Mexico has surpassed its “catastrophic” worst-case scenario of 60,000 Covid-19 deaths and is shaping up as one of the worst health and economic casualties of the global pandemic.
Latin America’s second-biggest economy, which has the world’s third highest overall coronavirus death toll, hit the grim milestone on Saturday, when the health ministry reported 60,254 fatalities and 556,216 confirmed cases.
But officials have long acknowledged that the government’s data is an underrepresentation and the health ministry and private studies say the real death tally could be some three times higher.
Hugo López-Gatell, the deputy health minister who is in charge of Mexico’s Covid-19 strategy, predicted in June that 30,000 to 35,000 people could die and “in a very catastrophic scenario [the death toll] could reach 60,000.”
Meanwhile, the government refuses to countenance more than a shoestring stimulus policy for fear of derailing President López Obrador’s austerity pledges. With spending focused on pet infrastructure projects rather than helping the economy weather an expected 10% crash in 2020, economists fear GDP per capita will be set back a dozen years.
Eduardo González-Pier, a former deputy health minister, told a webinar organized by the think tank the Wilson Center the government’s response had been “improvised.”
Mexican authorities deliver upbeat assessments, saying cases and deaths are rising at a steadily lower clip and hospitals are far from being overrun.
But Sandra López-León, a Mexican epidemiologist in New York, said that if the current death toll were three times higher than reported, as feared, it would amount to a per capita rate of more than 1,394 cases per million inhabitants. That would put Mexico far ahead of the current worst-hit country on a per capita basis, Belgium, which has nearly 870 deaths per million inhabitants and does not appear to be underestimating deaths to such an extent.
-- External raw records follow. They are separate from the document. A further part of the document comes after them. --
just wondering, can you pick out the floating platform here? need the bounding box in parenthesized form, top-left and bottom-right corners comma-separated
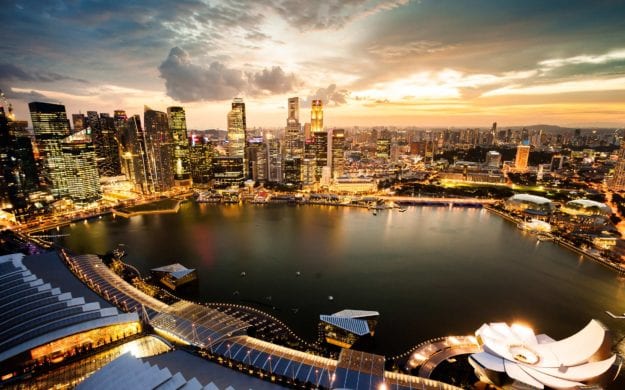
(150, 263, 197, 291)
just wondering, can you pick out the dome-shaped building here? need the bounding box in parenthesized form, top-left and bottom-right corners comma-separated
(504, 194, 554, 216)
(561, 199, 611, 217)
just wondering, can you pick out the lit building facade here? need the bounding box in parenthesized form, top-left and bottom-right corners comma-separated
(246, 142, 268, 182)
(144, 107, 174, 192)
(0, 106, 38, 219)
(376, 138, 391, 159)
(267, 139, 283, 183)
(283, 157, 302, 187)
(60, 130, 101, 204)
(311, 131, 328, 181)
(167, 106, 191, 185)
(188, 136, 213, 184)
(29, 102, 72, 198)
(227, 105, 245, 158)
(311, 100, 323, 133)
(514, 144, 530, 171)
(212, 156, 245, 187)
(93, 113, 121, 177)
(331, 128, 345, 178)
(285, 97, 303, 158)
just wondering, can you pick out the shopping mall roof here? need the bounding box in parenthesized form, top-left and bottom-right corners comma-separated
(78, 350, 281, 390)
(0, 252, 138, 363)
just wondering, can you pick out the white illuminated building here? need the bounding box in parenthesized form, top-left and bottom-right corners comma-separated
(469, 320, 616, 389)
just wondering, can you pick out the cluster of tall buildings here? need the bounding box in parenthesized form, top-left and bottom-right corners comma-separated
(0, 94, 352, 221)
(215, 97, 346, 188)
(0, 97, 197, 221)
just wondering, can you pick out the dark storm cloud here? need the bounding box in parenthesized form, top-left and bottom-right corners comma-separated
(0, 0, 267, 87)
(1, 86, 49, 101)
(301, 84, 350, 108)
(0, 63, 87, 84)
(159, 47, 299, 101)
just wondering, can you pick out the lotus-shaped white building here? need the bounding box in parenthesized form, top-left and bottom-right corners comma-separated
(469, 320, 616, 389)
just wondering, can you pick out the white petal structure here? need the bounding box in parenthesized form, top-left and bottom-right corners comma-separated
(469, 320, 616, 389)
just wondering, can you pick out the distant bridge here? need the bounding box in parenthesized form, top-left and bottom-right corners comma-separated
(379, 196, 497, 206)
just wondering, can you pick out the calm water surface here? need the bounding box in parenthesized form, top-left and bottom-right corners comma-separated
(55, 203, 625, 355)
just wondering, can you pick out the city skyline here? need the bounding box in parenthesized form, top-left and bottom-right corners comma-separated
(1, 0, 625, 129)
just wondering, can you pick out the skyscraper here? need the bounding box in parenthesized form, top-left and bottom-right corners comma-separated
(231, 97, 246, 135)
(267, 139, 283, 183)
(29, 102, 72, 198)
(247, 142, 268, 182)
(167, 106, 191, 185)
(94, 113, 121, 177)
(285, 97, 302, 158)
(72, 113, 86, 132)
(330, 128, 345, 178)
(188, 135, 213, 184)
(311, 132, 328, 181)
(60, 130, 101, 204)
(0, 105, 38, 219)
(311, 100, 323, 133)
(515, 144, 530, 171)
(227, 104, 245, 158)
(118, 115, 150, 193)
(309, 100, 326, 180)
(144, 106, 174, 192)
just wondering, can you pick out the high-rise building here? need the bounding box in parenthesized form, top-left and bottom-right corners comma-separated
(0, 105, 38, 215)
(309, 100, 327, 180)
(60, 130, 101, 204)
(285, 97, 302, 158)
(247, 142, 268, 182)
(311, 100, 323, 133)
(72, 113, 86, 132)
(227, 105, 245, 158)
(514, 144, 530, 171)
(212, 157, 245, 187)
(267, 139, 282, 183)
(331, 129, 345, 178)
(29, 102, 72, 198)
(231, 97, 246, 135)
(283, 157, 302, 187)
(92, 113, 121, 177)
(119, 115, 150, 193)
(188, 135, 213, 184)
(310, 131, 328, 181)
(167, 106, 191, 185)
(610, 141, 625, 191)
(144, 107, 174, 192)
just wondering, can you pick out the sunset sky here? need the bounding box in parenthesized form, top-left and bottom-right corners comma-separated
(2, 0, 625, 129)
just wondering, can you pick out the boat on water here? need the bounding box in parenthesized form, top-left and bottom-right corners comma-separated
(398, 208, 407, 212)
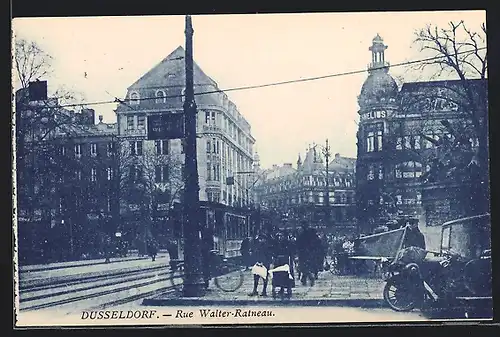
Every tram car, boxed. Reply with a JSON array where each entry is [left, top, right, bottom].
[[199, 202, 273, 259]]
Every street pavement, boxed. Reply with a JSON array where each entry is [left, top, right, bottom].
[[144, 268, 387, 307]]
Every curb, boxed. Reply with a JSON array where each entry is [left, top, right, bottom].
[[142, 297, 386, 308]]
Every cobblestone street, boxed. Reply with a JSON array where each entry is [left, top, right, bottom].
[[145, 269, 386, 306]]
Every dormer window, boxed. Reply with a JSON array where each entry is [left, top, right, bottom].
[[155, 90, 166, 103], [129, 91, 140, 105]]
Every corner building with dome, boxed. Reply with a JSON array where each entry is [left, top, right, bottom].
[[355, 35, 486, 244]]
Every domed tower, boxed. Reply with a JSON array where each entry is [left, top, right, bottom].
[[355, 34, 400, 234]]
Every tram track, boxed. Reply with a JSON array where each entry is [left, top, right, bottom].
[[19, 265, 183, 312], [19, 264, 167, 291]]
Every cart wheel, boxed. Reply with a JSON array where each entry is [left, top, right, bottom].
[[214, 262, 245, 292], [383, 277, 419, 312]]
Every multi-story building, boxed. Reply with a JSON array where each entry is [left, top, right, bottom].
[[114, 46, 255, 245], [355, 34, 487, 245], [254, 146, 357, 235], [16, 86, 120, 264]]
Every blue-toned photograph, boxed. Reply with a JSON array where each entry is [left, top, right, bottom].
[[12, 11, 491, 327]]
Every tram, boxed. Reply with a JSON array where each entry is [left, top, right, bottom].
[[199, 202, 274, 259]]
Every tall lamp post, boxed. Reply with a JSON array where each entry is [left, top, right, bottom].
[[181, 15, 206, 297], [315, 139, 331, 228]]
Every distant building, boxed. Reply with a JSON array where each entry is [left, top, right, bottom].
[[355, 34, 486, 239], [114, 46, 256, 244], [254, 146, 356, 235], [16, 87, 119, 264]]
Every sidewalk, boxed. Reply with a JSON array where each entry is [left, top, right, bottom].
[[143, 270, 387, 308]]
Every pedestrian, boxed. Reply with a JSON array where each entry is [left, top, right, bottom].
[[270, 231, 294, 298], [104, 236, 112, 264], [402, 219, 426, 250], [240, 236, 252, 270], [296, 221, 322, 286], [147, 240, 158, 262], [249, 231, 273, 297]]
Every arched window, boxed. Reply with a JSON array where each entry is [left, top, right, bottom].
[[395, 161, 423, 179], [129, 91, 140, 105], [155, 90, 166, 103], [181, 88, 186, 103]]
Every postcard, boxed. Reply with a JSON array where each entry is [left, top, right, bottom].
[[12, 11, 492, 327]]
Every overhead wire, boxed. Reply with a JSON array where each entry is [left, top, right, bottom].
[[54, 46, 486, 110]]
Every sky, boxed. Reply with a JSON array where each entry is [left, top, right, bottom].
[[12, 11, 486, 169]]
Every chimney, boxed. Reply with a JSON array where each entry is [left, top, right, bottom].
[[98, 115, 103, 123], [272, 164, 278, 170], [284, 163, 293, 168], [335, 153, 340, 159], [82, 108, 96, 125]]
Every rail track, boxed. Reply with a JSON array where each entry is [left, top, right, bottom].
[[19, 264, 183, 312]]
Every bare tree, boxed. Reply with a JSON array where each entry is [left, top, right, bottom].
[[118, 141, 184, 250], [14, 38, 53, 89], [412, 21, 488, 169], [394, 21, 489, 216]]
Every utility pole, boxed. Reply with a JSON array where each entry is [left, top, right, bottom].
[[181, 15, 206, 297], [322, 139, 331, 225]]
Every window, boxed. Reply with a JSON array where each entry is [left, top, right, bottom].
[[91, 168, 97, 182], [404, 136, 411, 149], [205, 111, 210, 125], [211, 111, 216, 125], [107, 142, 114, 156], [74, 144, 82, 158], [366, 132, 375, 152], [90, 143, 98, 157], [212, 138, 217, 153], [155, 90, 166, 103], [396, 137, 403, 150], [396, 195, 402, 205], [414, 135, 421, 149], [376, 130, 383, 151], [130, 141, 143, 156], [155, 140, 169, 155], [107, 196, 112, 212], [181, 88, 186, 103], [76, 169, 82, 180], [207, 162, 212, 181], [378, 165, 384, 180], [137, 115, 145, 129], [341, 194, 347, 204], [129, 92, 140, 105], [155, 165, 169, 183], [60, 145, 66, 156], [127, 116, 135, 130], [395, 161, 423, 179], [129, 165, 141, 182], [107, 167, 114, 180], [206, 140, 211, 153]]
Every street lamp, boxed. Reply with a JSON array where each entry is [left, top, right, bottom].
[[313, 139, 332, 226]]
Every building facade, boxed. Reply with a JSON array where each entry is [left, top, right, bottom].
[[355, 34, 486, 242], [254, 146, 357, 235], [114, 46, 255, 246], [16, 86, 120, 264]]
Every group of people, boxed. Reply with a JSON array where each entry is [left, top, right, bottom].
[[240, 221, 329, 298]]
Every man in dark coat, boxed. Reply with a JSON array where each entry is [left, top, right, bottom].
[[296, 222, 322, 286], [249, 232, 273, 297], [402, 220, 426, 250], [240, 237, 252, 270]]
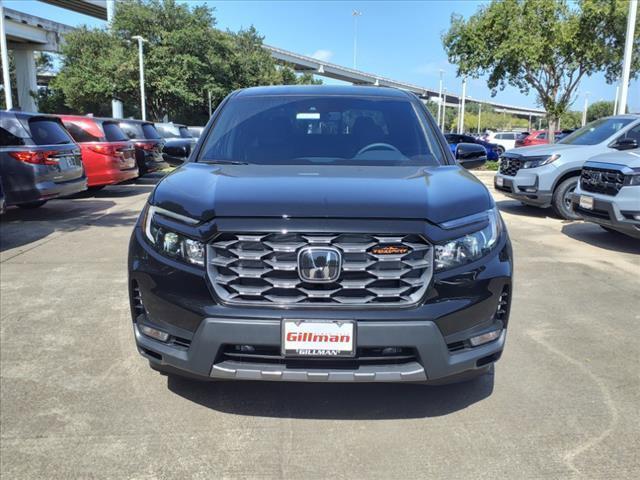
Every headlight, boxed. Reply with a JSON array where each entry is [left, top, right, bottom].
[[435, 208, 502, 271], [143, 205, 205, 266], [523, 154, 561, 168], [623, 172, 640, 186]]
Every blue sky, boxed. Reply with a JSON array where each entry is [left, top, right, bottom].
[[6, 0, 639, 111]]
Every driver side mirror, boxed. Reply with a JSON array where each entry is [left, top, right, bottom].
[[455, 143, 487, 170], [611, 138, 638, 151]]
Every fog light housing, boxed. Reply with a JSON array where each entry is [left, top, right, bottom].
[[140, 324, 170, 342], [524, 187, 536, 193], [469, 329, 502, 347]]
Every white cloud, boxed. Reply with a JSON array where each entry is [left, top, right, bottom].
[[308, 49, 334, 62]]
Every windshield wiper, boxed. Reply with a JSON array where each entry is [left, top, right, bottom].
[[200, 159, 249, 165]]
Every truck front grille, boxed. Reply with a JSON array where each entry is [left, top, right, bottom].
[[499, 155, 522, 176], [580, 167, 625, 196], [207, 233, 433, 307]]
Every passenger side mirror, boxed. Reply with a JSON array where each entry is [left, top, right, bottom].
[[611, 138, 638, 151], [455, 143, 487, 170], [163, 144, 189, 158]]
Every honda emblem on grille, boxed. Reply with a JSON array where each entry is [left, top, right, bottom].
[[297, 247, 342, 283]]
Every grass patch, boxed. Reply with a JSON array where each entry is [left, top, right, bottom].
[[482, 161, 499, 171]]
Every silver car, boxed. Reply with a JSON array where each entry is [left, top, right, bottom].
[[571, 150, 640, 239], [494, 115, 640, 219]]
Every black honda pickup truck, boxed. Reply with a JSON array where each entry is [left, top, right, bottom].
[[128, 85, 513, 384]]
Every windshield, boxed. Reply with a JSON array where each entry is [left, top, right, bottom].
[[198, 95, 444, 166], [559, 117, 635, 146]]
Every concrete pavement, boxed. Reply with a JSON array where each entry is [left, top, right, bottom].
[[1, 172, 638, 479]]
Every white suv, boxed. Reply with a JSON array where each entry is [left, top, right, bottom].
[[486, 131, 519, 153], [572, 150, 640, 239], [494, 115, 640, 219]]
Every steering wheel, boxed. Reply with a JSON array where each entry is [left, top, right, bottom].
[[356, 142, 402, 157]]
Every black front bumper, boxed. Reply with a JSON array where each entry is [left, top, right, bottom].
[[128, 220, 513, 382]]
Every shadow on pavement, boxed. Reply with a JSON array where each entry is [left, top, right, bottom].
[[495, 199, 556, 219], [0, 183, 151, 252], [561, 222, 640, 254], [167, 371, 494, 420]]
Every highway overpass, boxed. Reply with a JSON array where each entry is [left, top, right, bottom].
[[264, 45, 546, 119]]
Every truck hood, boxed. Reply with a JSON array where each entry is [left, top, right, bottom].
[[586, 150, 640, 168], [509, 143, 600, 156], [151, 163, 493, 224]]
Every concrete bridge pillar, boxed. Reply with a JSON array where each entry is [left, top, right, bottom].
[[14, 49, 38, 112]]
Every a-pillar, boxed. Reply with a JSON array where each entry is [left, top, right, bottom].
[[14, 49, 38, 112]]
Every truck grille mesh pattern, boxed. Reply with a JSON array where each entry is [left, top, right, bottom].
[[580, 167, 625, 196], [207, 233, 433, 306], [498, 155, 522, 176]]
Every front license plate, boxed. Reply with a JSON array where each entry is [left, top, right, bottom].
[[282, 320, 355, 357], [496, 176, 504, 187], [579, 195, 594, 210]]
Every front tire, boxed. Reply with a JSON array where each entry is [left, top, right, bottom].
[[552, 177, 580, 220], [17, 200, 47, 209], [496, 146, 505, 155]]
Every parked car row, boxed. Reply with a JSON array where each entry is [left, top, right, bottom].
[[0, 110, 204, 210], [493, 114, 640, 239]]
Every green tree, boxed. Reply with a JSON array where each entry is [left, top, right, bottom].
[[586, 100, 616, 122], [559, 110, 583, 129], [52, 0, 319, 123], [443, 0, 638, 142]]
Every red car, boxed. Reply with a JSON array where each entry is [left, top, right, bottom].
[[518, 130, 551, 147], [58, 115, 139, 189]]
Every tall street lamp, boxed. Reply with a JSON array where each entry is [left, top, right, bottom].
[[441, 88, 447, 132], [352, 10, 362, 69], [477, 103, 482, 134], [437, 69, 444, 130], [132, 35, 148, 121], [617, 0, 637, 114], [458, 78, 467, 134]]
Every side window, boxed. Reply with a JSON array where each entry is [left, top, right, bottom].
[[0, 127, 25, 146], [495, 133, 504, 139], [623, 124, 640, 143], [506, 133, 515, 140], [538, 132, 547, 139]]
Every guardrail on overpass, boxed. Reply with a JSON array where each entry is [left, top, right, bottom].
[[263, 44, 546, 118]]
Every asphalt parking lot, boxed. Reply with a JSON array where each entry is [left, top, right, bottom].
[[1, 171, 639, 479]]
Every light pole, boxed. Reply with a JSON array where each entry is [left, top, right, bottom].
[[437, 69, 444, 130], [477, 103, 482, 134], [613, 85, 619, 114], [441, 89, 447, 132], [581, 92, 590, 127], [352, 10, 362, 69], [0, 0, 12, 110], [132, 35, 148, 121], [617, 0, 637, 114], [458, 78, 467, 134]]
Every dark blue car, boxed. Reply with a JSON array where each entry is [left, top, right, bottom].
[[445, 133, 500, 160]]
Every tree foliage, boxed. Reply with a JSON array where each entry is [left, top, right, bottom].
[[442, 0, 638, 140], [51, 0, 319, 123], [587, 100, 616, 121]]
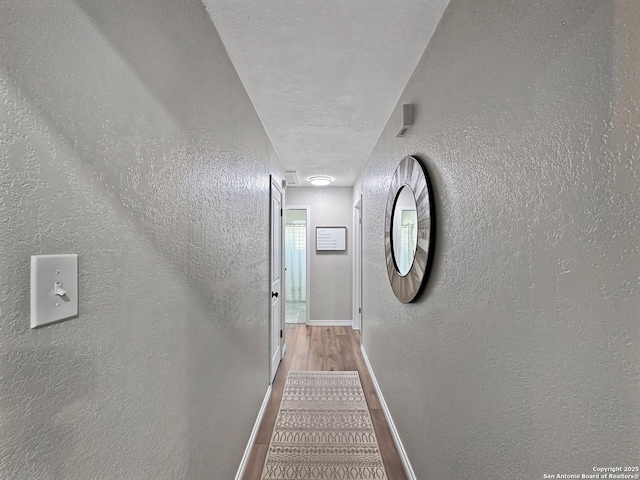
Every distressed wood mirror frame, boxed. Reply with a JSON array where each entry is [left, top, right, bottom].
[[384, 155, 435, 303]]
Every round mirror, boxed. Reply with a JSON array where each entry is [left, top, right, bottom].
[[391, 185, 418, 276], [384, 156, 435, 303]]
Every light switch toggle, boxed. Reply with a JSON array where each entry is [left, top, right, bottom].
[[54, 282, 67, 297]]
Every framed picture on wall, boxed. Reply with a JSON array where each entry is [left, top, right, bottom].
[[316, 226, 347, 251]]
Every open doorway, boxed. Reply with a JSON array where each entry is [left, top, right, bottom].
[[284, 206, 310, 325], [353, 197, 362, 336]]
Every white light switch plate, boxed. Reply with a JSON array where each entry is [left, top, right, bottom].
[[31, 254, 78, 328]]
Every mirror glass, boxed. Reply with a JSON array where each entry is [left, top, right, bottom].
[[392, 185, 418, 276]]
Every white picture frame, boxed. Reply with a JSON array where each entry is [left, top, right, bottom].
[[316, 226, 347, 251]]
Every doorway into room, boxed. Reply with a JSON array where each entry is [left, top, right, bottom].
[[284, 206, 310, 325], [353, 197, 362, 337]]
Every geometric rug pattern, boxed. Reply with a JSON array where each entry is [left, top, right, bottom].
[[260, 371, 387, 479]]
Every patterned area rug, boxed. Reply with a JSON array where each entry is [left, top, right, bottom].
[[261, 370, 387, 480]]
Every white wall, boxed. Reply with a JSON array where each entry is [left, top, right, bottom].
[[286, 187, 353, 322], [0, 1, 282, 478], [357, 1, 639, 478]]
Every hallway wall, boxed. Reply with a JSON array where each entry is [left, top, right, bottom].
[[356, 1, 639, 478], [0, 1, 282, 478], [286, 187, 353, 322]]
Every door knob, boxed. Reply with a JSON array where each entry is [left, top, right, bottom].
[[272, 292, 279, 298]]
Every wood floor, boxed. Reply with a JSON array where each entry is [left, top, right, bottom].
[[242, 325, 408, 480]]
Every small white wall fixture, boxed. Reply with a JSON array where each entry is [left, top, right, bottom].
[[396, 104, 414, 137]]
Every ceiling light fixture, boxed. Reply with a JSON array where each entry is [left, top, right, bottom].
[[309, 176, 333, 186]]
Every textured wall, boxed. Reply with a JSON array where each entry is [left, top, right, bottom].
[[286, 187, 353, 321], [357, 1, 639, 478], [0, 1, 282, 478]]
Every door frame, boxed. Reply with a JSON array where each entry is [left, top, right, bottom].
[[353, 196, 363, 336], [269, 176, 285, 383], [284, 205, 311, 325]]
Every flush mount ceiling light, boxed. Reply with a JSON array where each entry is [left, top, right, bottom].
[[309, 176, 333, 186]]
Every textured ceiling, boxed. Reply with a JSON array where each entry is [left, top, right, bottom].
[[203, 0, 450, 186]]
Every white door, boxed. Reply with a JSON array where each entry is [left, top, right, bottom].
[[270, 177, 284, 382]]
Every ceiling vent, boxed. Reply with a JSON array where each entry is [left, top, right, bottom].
[[396, 104, 414, 137], [285, 171, 301, 186]]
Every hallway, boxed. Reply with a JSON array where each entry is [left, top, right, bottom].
[[242, 326, 407, 480], [1, 1, 638, 478]]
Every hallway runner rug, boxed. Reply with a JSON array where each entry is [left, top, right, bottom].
[[260, 370, 387, 480]]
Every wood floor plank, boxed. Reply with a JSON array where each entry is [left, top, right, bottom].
[[322, 327, 343, 371], [289, 324, 309, 371], [338, 336, 358, 371], [254, 380, 283, 445], [370, 409, 408, 480], [307, 326, 324, 370], [333, 325, 347, 336], [343, 325, 361, 347], [241, 444, 268, 480], [354, 346, 382, 410], [280, 325, 297, 371]]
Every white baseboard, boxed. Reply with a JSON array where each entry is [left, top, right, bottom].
[[360, 346, 417, 480], [307, 320, 353, 327], [235, 384, 272, 480]]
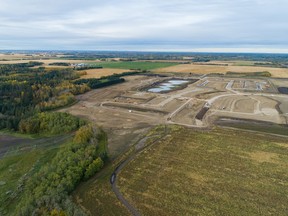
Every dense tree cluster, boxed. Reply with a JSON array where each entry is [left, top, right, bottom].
[[73, 71, 142, 89], [17, 125, 108, 215], [0, 61, 43, 76], [19, 112, 85, 135], [0, 63, 132, 131], [48, 62, 70, 66], [74, 65, 103, 70], [74, 77, 125, 89], [0, 64, 89, 130]]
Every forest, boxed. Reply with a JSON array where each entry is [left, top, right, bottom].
[[0, 62, 113, 215], [0, 62, 129, 131], [17, 125, 108, 215]]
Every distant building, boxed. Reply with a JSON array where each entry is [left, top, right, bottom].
[[71, 63, 87, 68]]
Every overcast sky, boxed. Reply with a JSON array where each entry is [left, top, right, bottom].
[[0, 0, 288, 53]]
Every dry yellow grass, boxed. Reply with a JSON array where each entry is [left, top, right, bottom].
[[248, 151, 278, 163], [154, 64, 288, 78], [0, 53, 32, 60], [0, 59, 92, 65], [80, 68, 134, 79]]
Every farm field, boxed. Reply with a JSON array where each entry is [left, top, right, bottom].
[[153, 63, 288, 78], [0, 58, 179, 71], [0, 59, 89, 67], [117, 127, 288, 216], [89, 61, 179, 70]]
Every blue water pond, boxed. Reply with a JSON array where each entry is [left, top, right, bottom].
[[148, 80, 189, 93]]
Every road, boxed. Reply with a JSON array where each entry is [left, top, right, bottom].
[[110, 158, 141, 216], [110, 134, 167, 216]]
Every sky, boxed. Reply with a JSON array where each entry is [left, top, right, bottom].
[[0, 0, 288, 53]]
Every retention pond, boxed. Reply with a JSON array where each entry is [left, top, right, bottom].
[[148, 80, 189, 93]]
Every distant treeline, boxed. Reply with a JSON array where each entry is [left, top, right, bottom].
[[74, 65, 103, 70], [74, 71, 143, 89], [75, 77, 125, 89], [48, 62, 70, 66], [0, 61, 44, 75]]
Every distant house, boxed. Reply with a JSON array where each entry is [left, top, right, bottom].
[[71, 63, 87, 68]]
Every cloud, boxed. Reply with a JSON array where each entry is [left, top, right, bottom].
[[0, 0, 287, 52]]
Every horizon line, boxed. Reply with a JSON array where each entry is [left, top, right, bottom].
[[1, 49, 288, 55]]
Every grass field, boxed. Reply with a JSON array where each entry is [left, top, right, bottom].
[[0, 133, 73, 215], [117, 127, 288, 216], [0, 149, 59, 214], [89, 61, 178, 70]]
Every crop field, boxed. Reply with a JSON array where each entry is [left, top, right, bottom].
[[89, 61, 179, 70], [117, 127, 288, 216], [153, 64, 288, 78]]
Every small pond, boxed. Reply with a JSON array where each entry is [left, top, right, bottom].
[[148, 80, 189, 93], [278, 87, 288, 94]]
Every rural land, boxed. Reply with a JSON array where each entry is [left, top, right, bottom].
[[0, 51, 288, 215]]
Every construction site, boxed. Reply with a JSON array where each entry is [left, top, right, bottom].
[[62, 74, 288, 157]]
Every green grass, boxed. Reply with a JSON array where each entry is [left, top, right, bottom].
[[232, 61, 256, 66], [89, 61, 178, 70], [0, 129, 39, 139], [117, 127, 288, 216], [0, 133, 73, 215], [0, 149, 58, 215]]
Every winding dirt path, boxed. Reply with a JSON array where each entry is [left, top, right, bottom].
[[110, 133, 167, 216]]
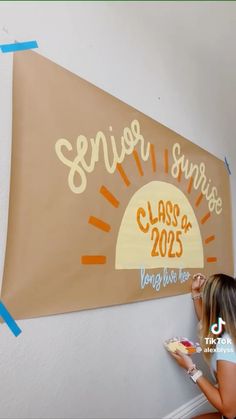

Statistics are slippery given that “every country in the world is under-reporting Covid deaths and excess mortality,” according to Ali Mokdad, a professor of health metrics sciences at the Institute for Health Metrics and Evaluation (IMHE) at the University of Washington.
Mexico’s reopening of the economy — the capital city is allowing theaters to resume performances with limited audiences from this week on — could fuel a rise in Covid deaths. The IHME’s current projection is for 130,387 deaths by December 1, soaring to over 175,500 if restrictions are scrapped.
“In Mexico, my concern is that they will run out of ICU beds and ventilators — we predict by mid-November they will have run out if things keep going at the current rate,” Mokdad said. “Without a two-week lockdown I don’t see a way to control the pandemic in Mexico right now.”
Jaime Sepúlveda, an epidemiologist and executive director at the University of California San Francisco Institute for Global Health Sciences, called it “a dangerous bet” to start reopening while transmission is still rife.
Mexico has deliberately chosen not to attempt to count all cases and to limit testing — just 1.26 million tests have been officially recorded to date.
But the prevalence of the virus is borne out by the fact that 62% of tests are coming back positive, according to Our World in Data, a website that tracks the pandemic, well above other hard-hit nations.
The government has pushed ahead with economic reopening as millions in the vast informal sector have no choice but to keep working. At the same time stimulus measures have been largely limited to tiny loans for small businesses.
However, public spending is already up nearly 5% this year, even without a fiscal stimulus — well above the government’s expectation of a 0.7% rise, the Bank of America wrote in a note to clients, and has outstripped wage and other cuts.
López Obrador has refused countercyclical policies, saying Mexico cannot afford to take on debt. But with the cratering economy, the proportion of debt to GDP is rising anyway.
“We expect the current fiscal policy to drive the primary balance to minus 3.6% of GDP from 1.1% a year ago and debt to 60% of GDP from 45% in 2019,” the Bank of America said, adding that could prompt a sovereign downgrade to junk next year.
Valeria Moy, head of the Mexican Institute for Competitiveness, a think tank, said an official GDP proxy showed production at the same level as in September 2009 and investment was at 1995 levels.
“This is mind-blowing given the increases in population and economic activity,” she told the Wilson Center webinar, adding it would probably take until 2032 for GDP per capita to recover to 2019 levels, she added.
Mexico has at least stopped shedding jobs during the coronavirus crisis. But as Gabriela Siller, director of economic and financial research at Banco Base said: “The fact that we’ve touched bottom doesn’t mean that the crisis is over.”